Differential Privacy + Wikipedia Exploration

No guarantees are made that this tool will be maintained.

This is an experimental tool hosted on Cloud VPS. No additional personal data is collected by this tool per the Cloud Services Terms of Use.

This tool showcases how different approaches to differential privacy might affect top-viewed lists. In reality, this approach would likely be applied to e.g., pageviews by country, but here we use the top-viewed articles in a wiki (public data) as a proxy. This is a clone of an earlier exploration of differential privacy, but is built using Golang and Apache Beam's differential privacy library, rather than Python, Flask, and a hand-coded version of differential privacy.

Top-viewed Articles on a Wikipedia

This tool fetches the top-viewed articles for a given wiki from yesterday. First you have the actual data — i.e. accurate counts without any noise added. Then you have the data after differential privacy (DP) has been applied (specifically noise drawn from a Laplace distribution).
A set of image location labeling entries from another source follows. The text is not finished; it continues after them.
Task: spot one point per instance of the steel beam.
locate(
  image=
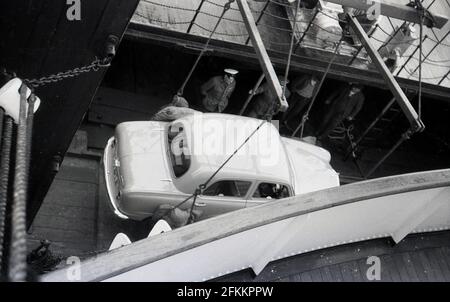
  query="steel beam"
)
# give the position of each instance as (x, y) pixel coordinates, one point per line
(261, 52)
(394, 10)
(405, 105)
You can play around with the different hyperparameters to see how it affects the results. See this Facebook blogpost for a good worked example.

Language: which Wikipedia language to query.

Privacy Unit: which unit of privacy to use. Selecting "pageview" provides a guarantee that individual pageviews will be private, whereas "user" provides a guarantee that user sessions will be private. A user session can be capped at 1, 5, or 10 views/session, which encompasses a significant (80-99%) amount of traffic, depending on the cap and the size of the wiki.

Epsilon (ε): privacy parameter. Defaults to 0.1, but can also be 0.5, 1, or 2. The smaller you make it, the more privacy-preserving the differential privacy mechanism is and the greater data loss there is.

Delta (δ): the probability of information about the database accidentally being leaked. The smaller you make it, the less likely a leak is to happen. In Privacy on Beam, δ is also used to add noise to the threshold used to put a minimum bound on output values. Ideally, the value should be less than the inverse of a polynomial in the size of the database.

Sensitivity: the maximum amount that any individual can add to the result. With pageview-level privacy, this defaults to 1, as the maximum difference between two adjacent databases is 1 pageview. With user-level privacy, this can be set either 1, 5, or 10, to simulate varying thresholds for adjacent databases.